Gray was fired last October after the firm learned about the SEC’s investigation.

David Woodcock, director of the SEC’s Fort Worth regional office, said: "As head of an investor relations firm that helped clients prepare announcements of material events, Gray had unique access to extremely sensitive and confidential information before the rest of the world received it."

David L. Peavler, associate director of the Fort Worth regional office, said: "Gray not only knew the firm’s policies that prohibited employees from trading on confidential information gleaned from clients – he authored them. While Gray was personally requiring firm employees to sign copies of the policies he wrote, he was insider trading himself."

According to the SEC’s complaint filed in federal court in Houston, Gray illegally traded in the securities of at least six firm clients.

Gray asked employees about forthcoming material transactions or announcements before they became public, and he sometimes met directly with clients to discuss confidential information with them. Gray also helped maintain the firm’s shared computer network drive, which included drafts and final versions of all relevant press releases.

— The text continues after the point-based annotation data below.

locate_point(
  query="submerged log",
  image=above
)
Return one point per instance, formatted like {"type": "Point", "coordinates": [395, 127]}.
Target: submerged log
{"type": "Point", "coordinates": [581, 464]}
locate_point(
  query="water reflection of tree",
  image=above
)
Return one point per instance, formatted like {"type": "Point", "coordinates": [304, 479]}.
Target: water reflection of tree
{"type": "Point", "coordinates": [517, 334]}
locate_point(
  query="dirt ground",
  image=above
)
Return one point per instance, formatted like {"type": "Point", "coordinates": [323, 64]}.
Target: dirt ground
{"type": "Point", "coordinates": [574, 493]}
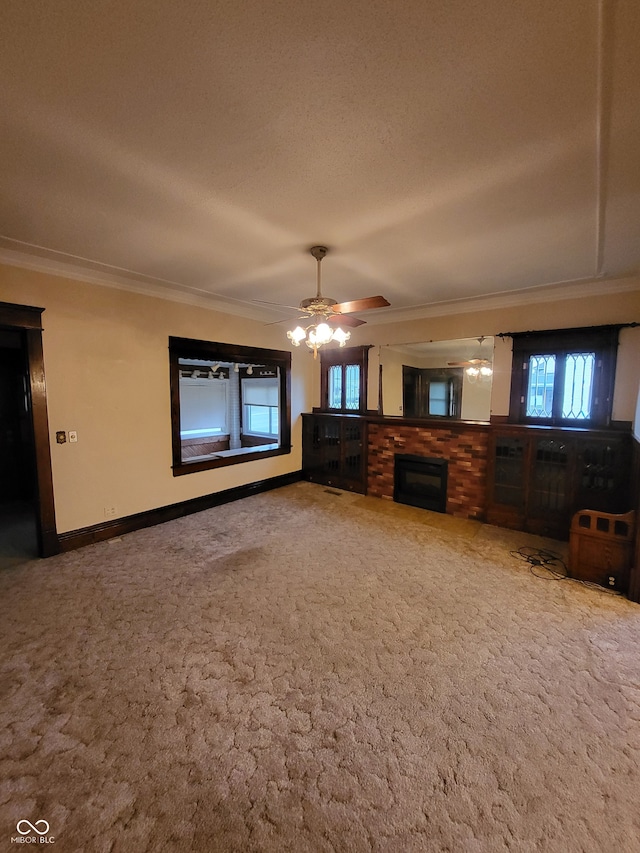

According to the SEC’s complaint, Gray opened his only trading account in September 2009 and borrowed funds from his life insurance policy to fund his trading activity. At first, Gray primarily traded in the common stock of firm clients, sometimes holding the securities for months at a time but on other occasions compiling shares immediately before a major announcement.

According to the SEC’s complaint, later that same year Gray began engaging in more risky and lucrative short-term options trades in which profits were facilitated by his knowledge of inside information. In several instances, Gray purchased very short-term call and put options contracts.

The SEC’s complaint charges Gray with violations of Section 17(a) of the Securities Act of 1933, Section 10(b) of the Securities Exchange Act of 1934 and Rule 10b-5, and seeks a final judgment ordering him to disgorge all of his ill-gotten gains with prejudgment interest and pay financial penalties. The complaint also seeks permanent injunctive relief.

The SEC’s investigation was conducted by Todd Baker, Ty Martinez, and Jonathan Scott of the Fort Worth regional office. The litigation will be led by Jennifer Brandt and Baker. The SEC appreciates the assistance of the Options Regulatory Surveillance Authority and the Financial Industry Regulatory Authority.